The House is back today! Yay! Oh, how I’ve missed you, MPs. Well, most of you, anyway. You can pretty much expect to hear talk on rail safety, Canada Post, more about the unanswered questions of the Senate scandals, and the budget within a couple of weeks (which sounds like will be a lot about damage control from last year’s budget). In fact, we could see a renewed push on the Senate issue if the Auditor General does release an interim report on his audit of the Senate’s financial controls this week as expected. Peter MacKay is also going to have a busy year with having to craft new laws around prostitution, and deal with the Supreme Court case on assisted suicide. Michael Den Tandt says to expect more of the same.
PostMedia offers a look inside the Major Projects Management Office, which is overseeing $230 billion in proposed natural resource projects across the country, coordinating environmental and regulatory reviews and getting First Nations to the table. It operates with about 25 people in the Natural Resources department, but as you’d expect, there are concerns that they are too secretive.
Kathryn May looks at the challenges of modernising and transforming the public service for the digital age, which is getting bogged down in the fight between Tony Clement railing against lazy public servants and fat cat union bosses, and those unions and their unhelpful “Harper Hates Me” campaign (which is actually untrue, according to anyone that May spoke to).
John Geddes writes about the angst that the provinces are having with the proposed Canada Job Grant programme, and in particular the fact that it would gut their existing and proven job training programmes that are helping the most disadvantaged that have nowhere else to get essential skills, while the Job Grant programme is almost certainly only going to help the big companies as small ones don’t have the time to do the paperwork necessary.

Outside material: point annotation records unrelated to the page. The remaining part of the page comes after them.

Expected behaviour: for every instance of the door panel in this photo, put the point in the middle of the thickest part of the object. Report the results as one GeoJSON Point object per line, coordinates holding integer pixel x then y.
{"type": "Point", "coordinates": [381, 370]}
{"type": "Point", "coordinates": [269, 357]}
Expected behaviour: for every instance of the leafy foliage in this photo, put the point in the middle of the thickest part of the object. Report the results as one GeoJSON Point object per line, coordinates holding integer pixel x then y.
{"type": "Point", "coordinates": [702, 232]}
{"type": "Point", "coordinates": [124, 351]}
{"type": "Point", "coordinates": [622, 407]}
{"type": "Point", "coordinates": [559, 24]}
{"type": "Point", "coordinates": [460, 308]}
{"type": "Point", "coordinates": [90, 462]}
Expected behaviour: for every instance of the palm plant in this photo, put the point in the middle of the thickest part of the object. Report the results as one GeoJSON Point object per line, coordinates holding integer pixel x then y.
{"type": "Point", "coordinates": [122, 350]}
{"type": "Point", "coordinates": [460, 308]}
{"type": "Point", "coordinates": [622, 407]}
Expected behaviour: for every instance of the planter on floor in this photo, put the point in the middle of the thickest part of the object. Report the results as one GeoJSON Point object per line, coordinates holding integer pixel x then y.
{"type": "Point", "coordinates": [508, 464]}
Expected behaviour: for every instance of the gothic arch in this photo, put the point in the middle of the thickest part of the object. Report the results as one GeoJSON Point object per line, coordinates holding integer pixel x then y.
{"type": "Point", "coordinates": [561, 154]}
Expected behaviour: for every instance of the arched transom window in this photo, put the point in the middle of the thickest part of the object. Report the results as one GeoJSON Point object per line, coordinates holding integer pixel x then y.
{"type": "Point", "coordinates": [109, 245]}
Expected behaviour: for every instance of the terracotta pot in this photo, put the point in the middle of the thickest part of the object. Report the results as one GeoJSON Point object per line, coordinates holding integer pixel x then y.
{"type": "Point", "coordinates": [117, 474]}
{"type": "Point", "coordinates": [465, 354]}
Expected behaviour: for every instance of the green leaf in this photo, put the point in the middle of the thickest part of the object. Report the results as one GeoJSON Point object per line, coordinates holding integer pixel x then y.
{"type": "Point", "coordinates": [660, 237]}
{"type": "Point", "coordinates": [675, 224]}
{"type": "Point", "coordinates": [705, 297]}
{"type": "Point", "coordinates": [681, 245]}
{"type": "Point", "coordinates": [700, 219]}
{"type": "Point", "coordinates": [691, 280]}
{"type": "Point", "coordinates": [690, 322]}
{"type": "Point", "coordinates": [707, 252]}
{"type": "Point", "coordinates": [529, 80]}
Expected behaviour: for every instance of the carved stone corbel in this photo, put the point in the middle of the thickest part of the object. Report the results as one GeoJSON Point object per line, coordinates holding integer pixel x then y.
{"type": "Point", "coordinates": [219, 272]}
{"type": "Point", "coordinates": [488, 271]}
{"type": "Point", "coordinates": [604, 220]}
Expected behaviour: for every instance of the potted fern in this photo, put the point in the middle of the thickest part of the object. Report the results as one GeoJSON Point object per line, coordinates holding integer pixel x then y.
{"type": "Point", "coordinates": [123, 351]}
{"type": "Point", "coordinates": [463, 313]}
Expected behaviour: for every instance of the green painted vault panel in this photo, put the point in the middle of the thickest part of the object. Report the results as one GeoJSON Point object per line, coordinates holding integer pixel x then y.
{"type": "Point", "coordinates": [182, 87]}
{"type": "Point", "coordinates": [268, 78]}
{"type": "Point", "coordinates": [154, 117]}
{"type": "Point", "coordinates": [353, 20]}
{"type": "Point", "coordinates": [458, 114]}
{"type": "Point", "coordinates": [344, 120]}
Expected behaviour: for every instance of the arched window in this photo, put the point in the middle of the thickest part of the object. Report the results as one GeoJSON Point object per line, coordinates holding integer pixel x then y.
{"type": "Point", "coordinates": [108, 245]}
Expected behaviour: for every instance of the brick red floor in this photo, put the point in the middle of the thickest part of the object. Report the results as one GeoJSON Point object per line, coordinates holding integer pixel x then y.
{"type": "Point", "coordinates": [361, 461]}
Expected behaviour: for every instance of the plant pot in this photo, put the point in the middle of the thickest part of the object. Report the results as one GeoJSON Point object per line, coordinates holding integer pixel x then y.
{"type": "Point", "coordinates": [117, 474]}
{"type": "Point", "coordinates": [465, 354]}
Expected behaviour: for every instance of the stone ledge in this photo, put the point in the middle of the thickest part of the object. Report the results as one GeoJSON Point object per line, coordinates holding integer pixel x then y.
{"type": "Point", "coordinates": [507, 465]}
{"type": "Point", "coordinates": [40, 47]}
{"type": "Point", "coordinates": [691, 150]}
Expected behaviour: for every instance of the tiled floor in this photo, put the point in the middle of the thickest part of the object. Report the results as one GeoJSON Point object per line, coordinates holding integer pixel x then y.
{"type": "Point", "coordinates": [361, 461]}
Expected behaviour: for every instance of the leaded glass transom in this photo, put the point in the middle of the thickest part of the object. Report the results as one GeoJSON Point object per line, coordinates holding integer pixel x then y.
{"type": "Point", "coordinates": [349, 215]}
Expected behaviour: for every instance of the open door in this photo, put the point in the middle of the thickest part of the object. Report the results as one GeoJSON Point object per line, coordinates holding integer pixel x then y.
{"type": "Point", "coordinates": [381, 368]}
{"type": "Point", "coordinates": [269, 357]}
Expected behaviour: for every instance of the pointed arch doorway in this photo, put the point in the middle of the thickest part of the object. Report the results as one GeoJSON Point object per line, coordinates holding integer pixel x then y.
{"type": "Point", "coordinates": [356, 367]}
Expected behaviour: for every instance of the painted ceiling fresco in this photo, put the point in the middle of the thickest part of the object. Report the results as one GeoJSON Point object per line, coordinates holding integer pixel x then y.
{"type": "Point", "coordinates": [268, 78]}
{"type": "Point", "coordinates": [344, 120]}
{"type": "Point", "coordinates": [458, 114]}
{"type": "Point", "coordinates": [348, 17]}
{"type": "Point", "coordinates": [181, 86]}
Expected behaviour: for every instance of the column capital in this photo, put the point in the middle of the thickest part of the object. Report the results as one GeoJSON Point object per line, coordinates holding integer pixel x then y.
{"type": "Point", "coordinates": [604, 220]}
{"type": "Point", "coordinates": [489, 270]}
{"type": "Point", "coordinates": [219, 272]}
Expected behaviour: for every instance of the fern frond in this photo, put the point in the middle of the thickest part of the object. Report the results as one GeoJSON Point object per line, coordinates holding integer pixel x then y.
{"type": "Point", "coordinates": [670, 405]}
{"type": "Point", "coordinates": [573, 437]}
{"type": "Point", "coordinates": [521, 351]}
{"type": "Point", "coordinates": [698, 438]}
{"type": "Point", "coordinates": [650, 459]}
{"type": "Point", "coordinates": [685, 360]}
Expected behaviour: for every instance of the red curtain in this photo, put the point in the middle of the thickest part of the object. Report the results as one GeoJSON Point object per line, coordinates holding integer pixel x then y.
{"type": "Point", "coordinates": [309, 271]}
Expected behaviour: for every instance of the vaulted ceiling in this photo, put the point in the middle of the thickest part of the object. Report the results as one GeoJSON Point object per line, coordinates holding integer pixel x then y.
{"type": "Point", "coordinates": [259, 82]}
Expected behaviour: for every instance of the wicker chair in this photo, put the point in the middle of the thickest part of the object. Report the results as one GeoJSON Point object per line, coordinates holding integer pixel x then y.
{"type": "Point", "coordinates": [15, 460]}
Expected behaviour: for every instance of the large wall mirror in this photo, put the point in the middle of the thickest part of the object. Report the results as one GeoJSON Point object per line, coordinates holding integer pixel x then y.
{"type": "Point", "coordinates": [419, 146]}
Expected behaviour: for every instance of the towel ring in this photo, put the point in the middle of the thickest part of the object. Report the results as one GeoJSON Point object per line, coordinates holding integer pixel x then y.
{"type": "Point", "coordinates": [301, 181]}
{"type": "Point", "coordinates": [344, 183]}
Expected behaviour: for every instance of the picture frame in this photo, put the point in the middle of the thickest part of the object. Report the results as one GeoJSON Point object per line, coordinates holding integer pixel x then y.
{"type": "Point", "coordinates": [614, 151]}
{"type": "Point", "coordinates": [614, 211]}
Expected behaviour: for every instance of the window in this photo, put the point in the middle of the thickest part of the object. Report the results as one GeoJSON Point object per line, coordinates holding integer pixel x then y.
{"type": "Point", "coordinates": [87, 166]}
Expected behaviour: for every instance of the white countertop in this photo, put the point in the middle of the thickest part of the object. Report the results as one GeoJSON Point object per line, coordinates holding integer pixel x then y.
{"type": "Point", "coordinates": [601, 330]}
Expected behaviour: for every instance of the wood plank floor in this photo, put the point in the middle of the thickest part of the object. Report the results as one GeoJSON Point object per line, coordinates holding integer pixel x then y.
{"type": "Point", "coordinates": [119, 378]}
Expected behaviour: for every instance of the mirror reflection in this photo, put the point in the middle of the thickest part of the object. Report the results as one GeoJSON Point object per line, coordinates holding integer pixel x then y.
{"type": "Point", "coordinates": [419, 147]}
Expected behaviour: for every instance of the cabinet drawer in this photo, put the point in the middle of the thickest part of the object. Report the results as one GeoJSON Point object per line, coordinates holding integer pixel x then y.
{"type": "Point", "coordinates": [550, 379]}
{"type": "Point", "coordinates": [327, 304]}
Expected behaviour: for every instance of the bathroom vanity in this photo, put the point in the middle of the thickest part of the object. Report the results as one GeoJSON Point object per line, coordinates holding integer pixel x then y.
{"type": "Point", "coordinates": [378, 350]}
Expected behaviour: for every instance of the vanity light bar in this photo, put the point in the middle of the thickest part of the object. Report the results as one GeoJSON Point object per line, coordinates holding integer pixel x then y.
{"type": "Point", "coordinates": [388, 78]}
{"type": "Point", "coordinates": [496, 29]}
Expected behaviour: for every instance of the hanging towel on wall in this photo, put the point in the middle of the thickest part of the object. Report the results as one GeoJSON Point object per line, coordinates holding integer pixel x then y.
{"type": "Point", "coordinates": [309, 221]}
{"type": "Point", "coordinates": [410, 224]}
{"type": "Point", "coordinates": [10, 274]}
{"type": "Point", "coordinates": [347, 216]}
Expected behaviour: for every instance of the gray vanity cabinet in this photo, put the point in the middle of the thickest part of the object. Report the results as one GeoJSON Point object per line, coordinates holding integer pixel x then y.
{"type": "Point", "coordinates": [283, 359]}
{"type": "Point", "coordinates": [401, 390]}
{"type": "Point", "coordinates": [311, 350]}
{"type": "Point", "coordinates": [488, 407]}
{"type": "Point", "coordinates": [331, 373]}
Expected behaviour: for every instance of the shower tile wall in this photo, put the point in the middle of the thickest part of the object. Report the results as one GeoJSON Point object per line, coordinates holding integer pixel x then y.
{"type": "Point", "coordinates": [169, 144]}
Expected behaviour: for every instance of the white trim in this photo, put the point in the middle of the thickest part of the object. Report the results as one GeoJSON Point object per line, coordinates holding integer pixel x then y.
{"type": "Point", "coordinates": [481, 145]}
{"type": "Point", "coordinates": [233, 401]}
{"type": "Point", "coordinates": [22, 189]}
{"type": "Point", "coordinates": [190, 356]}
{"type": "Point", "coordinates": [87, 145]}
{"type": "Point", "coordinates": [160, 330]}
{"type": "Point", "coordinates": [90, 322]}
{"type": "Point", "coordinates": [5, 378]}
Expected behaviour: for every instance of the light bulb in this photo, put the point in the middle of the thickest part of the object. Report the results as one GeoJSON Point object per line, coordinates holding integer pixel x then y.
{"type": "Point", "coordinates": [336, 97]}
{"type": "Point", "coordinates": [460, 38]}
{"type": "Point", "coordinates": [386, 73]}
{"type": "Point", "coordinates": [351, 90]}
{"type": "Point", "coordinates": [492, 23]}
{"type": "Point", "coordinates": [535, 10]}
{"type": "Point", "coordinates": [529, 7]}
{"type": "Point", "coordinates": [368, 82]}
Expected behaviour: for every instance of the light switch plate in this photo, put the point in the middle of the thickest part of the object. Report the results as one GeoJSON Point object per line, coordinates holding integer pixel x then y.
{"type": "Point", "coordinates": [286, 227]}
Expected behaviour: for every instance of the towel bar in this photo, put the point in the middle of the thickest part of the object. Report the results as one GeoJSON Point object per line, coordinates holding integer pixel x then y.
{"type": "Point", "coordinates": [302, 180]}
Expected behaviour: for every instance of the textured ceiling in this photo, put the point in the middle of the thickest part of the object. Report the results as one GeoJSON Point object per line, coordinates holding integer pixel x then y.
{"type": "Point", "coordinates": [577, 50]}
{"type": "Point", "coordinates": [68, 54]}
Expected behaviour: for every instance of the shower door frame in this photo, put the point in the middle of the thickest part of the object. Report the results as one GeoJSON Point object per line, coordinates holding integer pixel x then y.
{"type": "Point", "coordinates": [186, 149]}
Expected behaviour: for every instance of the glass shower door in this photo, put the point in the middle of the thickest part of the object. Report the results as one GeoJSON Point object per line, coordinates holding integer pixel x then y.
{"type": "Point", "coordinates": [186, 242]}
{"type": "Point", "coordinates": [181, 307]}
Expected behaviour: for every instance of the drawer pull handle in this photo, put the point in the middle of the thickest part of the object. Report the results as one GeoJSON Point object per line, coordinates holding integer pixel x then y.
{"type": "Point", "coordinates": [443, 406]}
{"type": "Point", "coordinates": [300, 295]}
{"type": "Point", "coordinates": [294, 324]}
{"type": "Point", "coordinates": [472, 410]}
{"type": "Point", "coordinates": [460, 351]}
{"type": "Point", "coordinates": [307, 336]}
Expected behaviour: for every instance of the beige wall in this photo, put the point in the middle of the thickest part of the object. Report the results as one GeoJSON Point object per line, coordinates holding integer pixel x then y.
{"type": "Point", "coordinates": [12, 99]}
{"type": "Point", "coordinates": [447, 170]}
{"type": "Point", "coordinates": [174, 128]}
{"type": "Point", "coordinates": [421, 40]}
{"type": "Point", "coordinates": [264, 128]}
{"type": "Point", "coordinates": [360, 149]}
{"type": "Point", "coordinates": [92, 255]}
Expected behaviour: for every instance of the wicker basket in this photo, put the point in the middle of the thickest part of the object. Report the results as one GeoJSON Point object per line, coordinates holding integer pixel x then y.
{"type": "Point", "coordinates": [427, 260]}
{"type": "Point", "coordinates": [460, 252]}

While Rob Anders has been planning on using his private member’s business slot to resurrect the crime of “rape” on the books, here’s a look at why it was changed to “sexual assault” on the books in the first place, and why restoring “rape” is extremely problematic.
It appears that established hiring practices, including a need to re-justify every hiring expenditure, rather than budgets themselves, are responsible for why it’s taken so long to hire psychologists and social workers for the Canadian Forces. This news, in the midst of what has been called a “suicide crisis,” is being called unconscionable, and one hopes that this kind of bottleneck can be cleared with the proper pressure.
What’s that? There are problems with the procurement process for replacing the Coast Guard’s aging helicopter fleet? You don’t say!
It seems that the total bill for legal advice before nominating Justice Nadon was $11,000. This is before the costs for their representations at the Supreme Court reference hearing.
The Correctional Investigator wants a resumption of the annual meetings with coroners and medical examiners around the country to discuss deaths in custody and how to prevent them.
Here’s a look at how Harper’s trip to Israel is resonating with part of his base – the evangelical community, who tend to be more attached to Israel than the Jewish community.
The various internal library consolidations and closures around the country have some civil servants worried about lost knowledge, even though most of the materials were either sent to National Library and Archives or other universities and libraries around the country.
As part of The West Block’s Big Idea series, former Supreme Court Justice Louise Arbour says that Canada should come up with one long-term foreign policy objective that all parties can sign onto, like a commitment to helping countries develop their judicial infrastructure, which would go a long way in helping us to reclaim some of our stature on the world stage.
In Nebraska, cash offers for landowners still resisting the Keystone XL pipeline continue to mount, some now sevenfold increases over the initial offers.
Here’s another look at how the slap-and-hair-pull fight between the provincial Wildrose Party and Progressive Conservatives is being felt in the nomination races for the federal Conservatives. Sure, the Wildrose claims they’re neutral on federal issues, but are happy to slag off the PC members running for the nomination.
Brian D. Johnson’s farewell column in Maclean’s about the changing nature of celebrity interviews over his time in the business has some resonance with the way that things have also evolved when it comes to covering politics – everything being more managed, scripted, a loss of access, journalists being played. So it’s not just we political journos who are facing the brunt of these changing times.
Up today: Look forward to calls for an emergency debate on the situation in Ukraine, which Harper said that he would support.